While we waited for the room with the ultrasound equipment to be ready, I used my phone to show the technician a video of Otto at our old house, where he used to display all sorts of weird behaviors whenever I removed the carpet runners I usually had positioned the length of the hall. For some reason, his slippery-floor phobia was absolutely worse in the hall than any other place in the house – an eccentricity that has continued in our new house, which has the same flooring in the living room as the bedrooms and the hall, but he avoids the hall like the plague. Perhaps it’s the closed-in feeling, the lack of options for picking his own path? I don’t know – but I wanted to show the technician that it’s not just at the vet, and I’m not exaggerating: he really does get stressed out about slippery floors, and it’s one of the reasons I’m so protective of what goes on “in the back” at the vet. The technician thought the video was hilarious and sad. “Poor Otto!” she exclaimed, and assured me that we would let him pick the pace and path into the ultrasound room and elsewhere in the hospital. Mission accomplished.
Abdominal ultrasounds are performed with the dog lying on his back in a V-shaped, padded cradle. The cradle is secured to the top of an examination table that can be lowered and raised with an electric motor. Two technicians lifted Otto and sort of rolled him over into the cradle on his back, while I stood at his head and rubbed his chest, telling him what a good boy he was. I stayed there while the one technician shaved his tummy and the other lightly held his hind legs; once the doctor came in to perform the ultrasound, the second technician held his front legs while I alternated between taking pictures and rubbing his chest. At no time did he struggle or get over-concerned with the procedure. And the veterinarian saw absolutely no worrisome abnormalities.

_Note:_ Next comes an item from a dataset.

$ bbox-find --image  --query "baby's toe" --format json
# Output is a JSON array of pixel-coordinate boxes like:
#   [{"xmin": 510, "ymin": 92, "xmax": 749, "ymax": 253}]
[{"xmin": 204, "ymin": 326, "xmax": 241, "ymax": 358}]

After that, the veterinarian examined Otto (eyes, ears, mouth, abdomen, etc.) while the techs went to prepare the x-ray machine. I wasn’t allowed to stay in this area during the x-rays, which makes sense, but did walk Otto into the room and reassure him when I handed his leash over to the technician, and told him to “wait.”
About 10 minutes later, one of the technicians and the vet brought a very happy-looking Otto to me in the waiting room – no butt-juice aroma this time, hurray! I fed him a huge handful of the Stella and Chewy’s food while listening to the vet: Again, she saw no abnormalities on Otto’s radiographs, though they would be sent to a radiologist for a more thorough look, and she would call me the next day with results from the blood and urine tests.
Today I got that call: All his blood tests came back in normal ranges, negative for heartworm, the tick titers were all negative, and his urine looked good except it was slightly more dilute than she’d like to see. She asked me to capture a sample first thing in the morning, and bring that in for comparison, which I’ll do tomorrow, to make sure that Otto’s kidneys are capable of concentrating his urine properly.
All in all, I am breathing a huge sigh of relief. We got through a major appointment without scaring him and aggravating his fear of floors, and my older guy is as healthy as I can hope for at the moment.